Header Background Image
    Chapter Index

    Bab 184

    TM Bab 184

    Bab 184: Mereka yang menusukmu dari belakang (3)

    Baca Novel Di Meionovel.id/ ED: Isleidir n0ve(l)bi(n.)co/m

    Adikku mengangkat gelasnya.

    Tunggu, biarkan aku minum.

    “Ini kosong.”

    Meskipun aku memberitahunya, kakakku sepertinya baru menyadari bahwa itu kosong ketika dia mencoba untuk menyesapnya karena dia gagal ketika dia meletakkannya kembali di atas nampan. Wajah jujurnya dipenuhi kebingungan. Aku merasa bersalah.

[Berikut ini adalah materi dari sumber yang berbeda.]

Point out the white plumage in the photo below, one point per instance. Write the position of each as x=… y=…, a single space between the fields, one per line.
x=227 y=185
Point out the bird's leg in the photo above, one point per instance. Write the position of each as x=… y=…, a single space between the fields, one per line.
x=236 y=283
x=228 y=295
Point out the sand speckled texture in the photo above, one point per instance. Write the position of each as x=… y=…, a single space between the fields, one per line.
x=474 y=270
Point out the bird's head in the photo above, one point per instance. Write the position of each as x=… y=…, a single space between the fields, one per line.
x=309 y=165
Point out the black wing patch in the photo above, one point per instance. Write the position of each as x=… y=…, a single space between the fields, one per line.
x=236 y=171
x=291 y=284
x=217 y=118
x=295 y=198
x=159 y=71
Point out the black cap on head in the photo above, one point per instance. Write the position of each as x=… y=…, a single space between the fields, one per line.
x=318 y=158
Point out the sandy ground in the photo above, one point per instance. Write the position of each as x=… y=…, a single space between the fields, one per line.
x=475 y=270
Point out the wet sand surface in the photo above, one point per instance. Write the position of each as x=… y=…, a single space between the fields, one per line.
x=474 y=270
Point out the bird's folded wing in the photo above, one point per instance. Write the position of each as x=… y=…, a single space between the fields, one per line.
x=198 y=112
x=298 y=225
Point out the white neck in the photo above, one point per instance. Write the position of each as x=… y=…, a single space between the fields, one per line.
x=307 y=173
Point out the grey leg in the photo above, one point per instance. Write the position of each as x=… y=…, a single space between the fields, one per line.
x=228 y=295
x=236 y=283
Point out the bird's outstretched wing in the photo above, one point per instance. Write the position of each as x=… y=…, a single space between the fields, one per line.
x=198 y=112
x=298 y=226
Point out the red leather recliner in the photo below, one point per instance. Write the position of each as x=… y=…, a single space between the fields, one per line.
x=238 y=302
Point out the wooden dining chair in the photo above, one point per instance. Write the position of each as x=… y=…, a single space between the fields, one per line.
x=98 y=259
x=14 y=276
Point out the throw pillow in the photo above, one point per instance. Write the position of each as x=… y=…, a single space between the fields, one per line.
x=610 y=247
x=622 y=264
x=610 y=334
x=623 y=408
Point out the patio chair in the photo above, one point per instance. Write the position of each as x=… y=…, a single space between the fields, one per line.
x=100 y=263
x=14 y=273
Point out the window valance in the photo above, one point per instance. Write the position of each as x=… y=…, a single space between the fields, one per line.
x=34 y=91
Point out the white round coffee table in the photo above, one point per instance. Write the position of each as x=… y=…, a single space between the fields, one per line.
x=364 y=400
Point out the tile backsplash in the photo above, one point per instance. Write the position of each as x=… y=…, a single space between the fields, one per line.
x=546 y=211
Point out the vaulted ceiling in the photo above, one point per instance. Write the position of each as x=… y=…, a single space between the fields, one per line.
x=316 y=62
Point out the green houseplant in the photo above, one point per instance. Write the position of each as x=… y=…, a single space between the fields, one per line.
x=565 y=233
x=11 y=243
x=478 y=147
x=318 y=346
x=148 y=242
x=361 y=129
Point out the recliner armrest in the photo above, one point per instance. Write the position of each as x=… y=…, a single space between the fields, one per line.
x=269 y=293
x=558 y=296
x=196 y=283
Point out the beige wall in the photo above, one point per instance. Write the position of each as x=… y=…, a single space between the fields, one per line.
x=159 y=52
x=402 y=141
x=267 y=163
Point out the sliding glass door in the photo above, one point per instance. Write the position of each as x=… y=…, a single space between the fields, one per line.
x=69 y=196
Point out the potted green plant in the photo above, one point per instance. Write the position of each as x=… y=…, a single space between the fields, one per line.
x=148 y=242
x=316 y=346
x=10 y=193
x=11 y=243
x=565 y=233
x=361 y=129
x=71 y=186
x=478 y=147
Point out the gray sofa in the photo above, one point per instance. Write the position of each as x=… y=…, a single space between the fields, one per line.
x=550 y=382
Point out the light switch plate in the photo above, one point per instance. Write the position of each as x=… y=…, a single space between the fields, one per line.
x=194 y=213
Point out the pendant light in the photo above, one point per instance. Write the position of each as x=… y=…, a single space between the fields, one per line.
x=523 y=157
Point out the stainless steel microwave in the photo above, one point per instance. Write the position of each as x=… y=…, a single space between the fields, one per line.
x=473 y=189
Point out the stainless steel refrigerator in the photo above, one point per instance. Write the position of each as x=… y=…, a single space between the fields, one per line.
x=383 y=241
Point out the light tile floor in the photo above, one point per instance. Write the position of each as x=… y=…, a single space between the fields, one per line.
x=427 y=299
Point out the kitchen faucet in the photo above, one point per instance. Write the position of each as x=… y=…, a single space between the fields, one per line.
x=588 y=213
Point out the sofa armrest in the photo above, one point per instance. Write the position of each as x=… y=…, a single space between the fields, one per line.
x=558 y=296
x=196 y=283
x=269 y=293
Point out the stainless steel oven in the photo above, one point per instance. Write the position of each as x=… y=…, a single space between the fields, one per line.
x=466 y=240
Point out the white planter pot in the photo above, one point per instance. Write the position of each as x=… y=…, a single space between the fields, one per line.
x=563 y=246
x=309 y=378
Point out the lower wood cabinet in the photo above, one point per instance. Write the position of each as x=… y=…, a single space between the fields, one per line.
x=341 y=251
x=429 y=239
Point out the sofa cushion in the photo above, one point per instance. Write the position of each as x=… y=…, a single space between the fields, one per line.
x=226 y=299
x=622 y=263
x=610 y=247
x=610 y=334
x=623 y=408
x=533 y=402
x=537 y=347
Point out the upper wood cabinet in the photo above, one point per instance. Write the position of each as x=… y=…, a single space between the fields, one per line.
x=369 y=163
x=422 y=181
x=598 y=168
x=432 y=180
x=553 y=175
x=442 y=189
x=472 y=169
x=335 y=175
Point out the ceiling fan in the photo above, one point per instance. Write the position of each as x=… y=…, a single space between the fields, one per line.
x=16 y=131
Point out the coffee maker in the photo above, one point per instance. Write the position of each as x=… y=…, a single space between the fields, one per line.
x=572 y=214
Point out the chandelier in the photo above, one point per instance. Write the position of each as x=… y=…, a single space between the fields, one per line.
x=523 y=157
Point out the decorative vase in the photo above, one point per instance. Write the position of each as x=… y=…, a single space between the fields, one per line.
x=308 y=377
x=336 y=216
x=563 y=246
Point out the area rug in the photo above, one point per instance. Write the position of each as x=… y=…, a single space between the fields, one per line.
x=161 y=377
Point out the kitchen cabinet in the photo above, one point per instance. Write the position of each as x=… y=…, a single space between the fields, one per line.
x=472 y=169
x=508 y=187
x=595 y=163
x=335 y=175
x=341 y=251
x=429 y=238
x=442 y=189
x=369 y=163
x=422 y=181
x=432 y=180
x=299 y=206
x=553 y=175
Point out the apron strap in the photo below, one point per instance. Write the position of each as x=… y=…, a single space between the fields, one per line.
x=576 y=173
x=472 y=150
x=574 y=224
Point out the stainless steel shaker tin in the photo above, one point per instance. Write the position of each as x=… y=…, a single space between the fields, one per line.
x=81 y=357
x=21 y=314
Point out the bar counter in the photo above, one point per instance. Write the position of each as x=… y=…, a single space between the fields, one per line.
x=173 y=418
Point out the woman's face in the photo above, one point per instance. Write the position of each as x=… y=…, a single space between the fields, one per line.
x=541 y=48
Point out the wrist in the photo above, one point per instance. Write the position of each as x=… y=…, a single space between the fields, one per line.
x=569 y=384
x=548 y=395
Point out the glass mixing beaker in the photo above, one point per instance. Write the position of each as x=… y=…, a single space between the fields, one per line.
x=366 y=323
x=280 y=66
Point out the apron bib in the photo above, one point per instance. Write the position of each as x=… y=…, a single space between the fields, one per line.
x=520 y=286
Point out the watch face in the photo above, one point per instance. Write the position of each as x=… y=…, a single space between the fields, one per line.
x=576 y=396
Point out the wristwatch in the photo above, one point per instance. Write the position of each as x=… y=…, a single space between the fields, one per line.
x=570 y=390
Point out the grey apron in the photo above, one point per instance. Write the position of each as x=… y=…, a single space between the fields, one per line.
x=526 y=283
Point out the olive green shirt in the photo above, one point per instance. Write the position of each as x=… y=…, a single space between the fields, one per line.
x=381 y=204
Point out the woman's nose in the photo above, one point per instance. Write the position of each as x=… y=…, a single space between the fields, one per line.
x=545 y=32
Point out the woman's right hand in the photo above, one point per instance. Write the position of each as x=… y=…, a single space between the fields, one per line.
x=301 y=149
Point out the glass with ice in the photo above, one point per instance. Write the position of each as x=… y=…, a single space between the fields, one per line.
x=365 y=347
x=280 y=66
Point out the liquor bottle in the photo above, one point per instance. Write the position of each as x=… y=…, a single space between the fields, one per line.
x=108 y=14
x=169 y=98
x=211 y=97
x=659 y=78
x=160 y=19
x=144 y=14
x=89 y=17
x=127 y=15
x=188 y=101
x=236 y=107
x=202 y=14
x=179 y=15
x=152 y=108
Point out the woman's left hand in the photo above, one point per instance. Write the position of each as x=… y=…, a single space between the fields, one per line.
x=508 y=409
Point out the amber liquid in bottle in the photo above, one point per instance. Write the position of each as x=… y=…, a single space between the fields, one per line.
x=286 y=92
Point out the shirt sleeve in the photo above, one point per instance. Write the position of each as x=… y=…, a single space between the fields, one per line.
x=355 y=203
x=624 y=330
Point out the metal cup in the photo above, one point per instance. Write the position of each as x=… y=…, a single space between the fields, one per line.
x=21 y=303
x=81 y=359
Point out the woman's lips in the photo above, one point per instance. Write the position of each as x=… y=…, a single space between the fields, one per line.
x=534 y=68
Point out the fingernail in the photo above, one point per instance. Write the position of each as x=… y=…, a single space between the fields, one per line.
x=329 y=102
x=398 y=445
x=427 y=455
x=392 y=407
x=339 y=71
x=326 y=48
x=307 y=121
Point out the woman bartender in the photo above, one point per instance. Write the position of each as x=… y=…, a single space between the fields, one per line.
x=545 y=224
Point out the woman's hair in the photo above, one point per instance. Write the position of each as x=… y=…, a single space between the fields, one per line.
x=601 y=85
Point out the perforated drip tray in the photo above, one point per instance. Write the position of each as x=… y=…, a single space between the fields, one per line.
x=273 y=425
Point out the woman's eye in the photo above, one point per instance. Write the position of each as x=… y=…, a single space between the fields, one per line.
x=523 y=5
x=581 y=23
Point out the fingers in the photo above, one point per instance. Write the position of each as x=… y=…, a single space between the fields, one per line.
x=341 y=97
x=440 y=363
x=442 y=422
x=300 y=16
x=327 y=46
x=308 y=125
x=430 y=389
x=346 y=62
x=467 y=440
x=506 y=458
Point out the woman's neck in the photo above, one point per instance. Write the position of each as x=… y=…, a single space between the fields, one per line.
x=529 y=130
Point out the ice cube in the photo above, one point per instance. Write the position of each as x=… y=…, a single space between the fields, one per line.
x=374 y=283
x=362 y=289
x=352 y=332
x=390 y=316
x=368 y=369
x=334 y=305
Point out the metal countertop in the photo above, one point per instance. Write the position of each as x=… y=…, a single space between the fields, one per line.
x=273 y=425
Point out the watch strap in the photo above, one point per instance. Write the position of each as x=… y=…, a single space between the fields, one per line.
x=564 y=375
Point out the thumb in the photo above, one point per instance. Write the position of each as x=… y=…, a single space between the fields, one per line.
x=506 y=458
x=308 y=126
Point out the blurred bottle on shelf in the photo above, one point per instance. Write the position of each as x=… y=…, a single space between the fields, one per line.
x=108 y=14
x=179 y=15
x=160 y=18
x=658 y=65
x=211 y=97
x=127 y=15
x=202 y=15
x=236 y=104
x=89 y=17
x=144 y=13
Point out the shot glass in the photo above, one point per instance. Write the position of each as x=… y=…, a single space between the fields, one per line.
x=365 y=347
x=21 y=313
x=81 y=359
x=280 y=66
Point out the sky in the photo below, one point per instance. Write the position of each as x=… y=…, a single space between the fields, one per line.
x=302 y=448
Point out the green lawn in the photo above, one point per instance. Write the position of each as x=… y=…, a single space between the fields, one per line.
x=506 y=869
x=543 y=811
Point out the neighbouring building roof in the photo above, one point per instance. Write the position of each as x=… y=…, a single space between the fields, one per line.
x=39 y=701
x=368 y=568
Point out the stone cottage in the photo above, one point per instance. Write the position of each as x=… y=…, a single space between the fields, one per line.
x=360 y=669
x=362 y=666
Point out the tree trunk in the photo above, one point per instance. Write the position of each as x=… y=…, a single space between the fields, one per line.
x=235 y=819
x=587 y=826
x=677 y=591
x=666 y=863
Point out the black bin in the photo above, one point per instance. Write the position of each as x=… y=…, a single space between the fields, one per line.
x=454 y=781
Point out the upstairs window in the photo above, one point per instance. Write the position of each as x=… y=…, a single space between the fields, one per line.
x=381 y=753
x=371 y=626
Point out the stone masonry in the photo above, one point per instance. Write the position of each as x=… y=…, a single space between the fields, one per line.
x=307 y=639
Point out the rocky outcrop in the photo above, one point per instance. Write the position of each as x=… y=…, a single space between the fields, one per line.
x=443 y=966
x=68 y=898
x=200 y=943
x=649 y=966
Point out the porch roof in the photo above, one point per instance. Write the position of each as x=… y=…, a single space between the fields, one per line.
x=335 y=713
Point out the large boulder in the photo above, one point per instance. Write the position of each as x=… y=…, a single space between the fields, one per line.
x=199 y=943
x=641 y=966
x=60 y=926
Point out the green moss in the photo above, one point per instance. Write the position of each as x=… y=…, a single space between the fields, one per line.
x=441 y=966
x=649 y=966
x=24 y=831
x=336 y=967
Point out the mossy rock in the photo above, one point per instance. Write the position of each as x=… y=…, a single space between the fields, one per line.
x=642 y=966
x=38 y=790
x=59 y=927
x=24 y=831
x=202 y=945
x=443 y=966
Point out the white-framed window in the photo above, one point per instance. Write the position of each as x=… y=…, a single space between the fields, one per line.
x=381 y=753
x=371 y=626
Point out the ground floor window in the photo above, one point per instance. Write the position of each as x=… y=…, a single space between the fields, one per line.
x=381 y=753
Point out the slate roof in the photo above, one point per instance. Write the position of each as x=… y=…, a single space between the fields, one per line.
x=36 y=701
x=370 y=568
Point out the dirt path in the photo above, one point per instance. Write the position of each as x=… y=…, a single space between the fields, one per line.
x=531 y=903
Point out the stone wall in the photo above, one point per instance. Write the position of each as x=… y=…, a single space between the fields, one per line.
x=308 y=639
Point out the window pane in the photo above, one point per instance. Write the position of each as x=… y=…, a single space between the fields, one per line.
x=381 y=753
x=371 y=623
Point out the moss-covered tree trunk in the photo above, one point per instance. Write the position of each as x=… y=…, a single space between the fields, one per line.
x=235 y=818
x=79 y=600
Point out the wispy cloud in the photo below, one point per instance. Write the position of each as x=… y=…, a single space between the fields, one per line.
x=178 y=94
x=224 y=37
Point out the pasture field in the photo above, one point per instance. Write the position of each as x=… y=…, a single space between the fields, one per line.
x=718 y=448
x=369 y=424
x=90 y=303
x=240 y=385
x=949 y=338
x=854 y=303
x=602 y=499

    Yah, bukan berarti hal itu tidak terduga. Dia mengira kakaknya, yang telah membuang kehidupan pribadinya demi pekerjaan selama beberapa tahun terakhir, akhirnya menemukan dirinya seorang wanita, tapi setelah mendengar situasinya, sulit untuk mengatakan apakah ini lebih merupakan sesi terapi daripada bertanya. untuk nasihat hubungan.

    Saya tertawa getir dan berkata,

    “Maaf sudah membuatmu sakit kepala. Anda adalah satu-satunya orang yang dapat saya ajak bicara mengenai hal ini. Aku memang berpikir untuk menerima konseling, tapi agak sulit jika wajahmu diketahui publik.”

    “Tidak perlu menyesal. Inilah gunanya keluarga.”

    Adikku melambaikan tangannya.

    “Pertama, anggaplah Anda dan Ms. Songha sedang berkencan.”

    Suaranya, yang menjadi pelan saat dia menyebut namanya, kembali bervolume.

    “Anggap saja Anda berkencan tanpa masalah yang melibatkan perhatian publik, karier Anda, perusahaan, atau apa pun. Tidak ada kemungkinan Anda akan putus dan tidak ada kemungkinan hubungan baik Anda akan memburuk. Jika kamu mau, kamu bahkan bisa menikah dan memiliki kehidupan yang menyenangkan.”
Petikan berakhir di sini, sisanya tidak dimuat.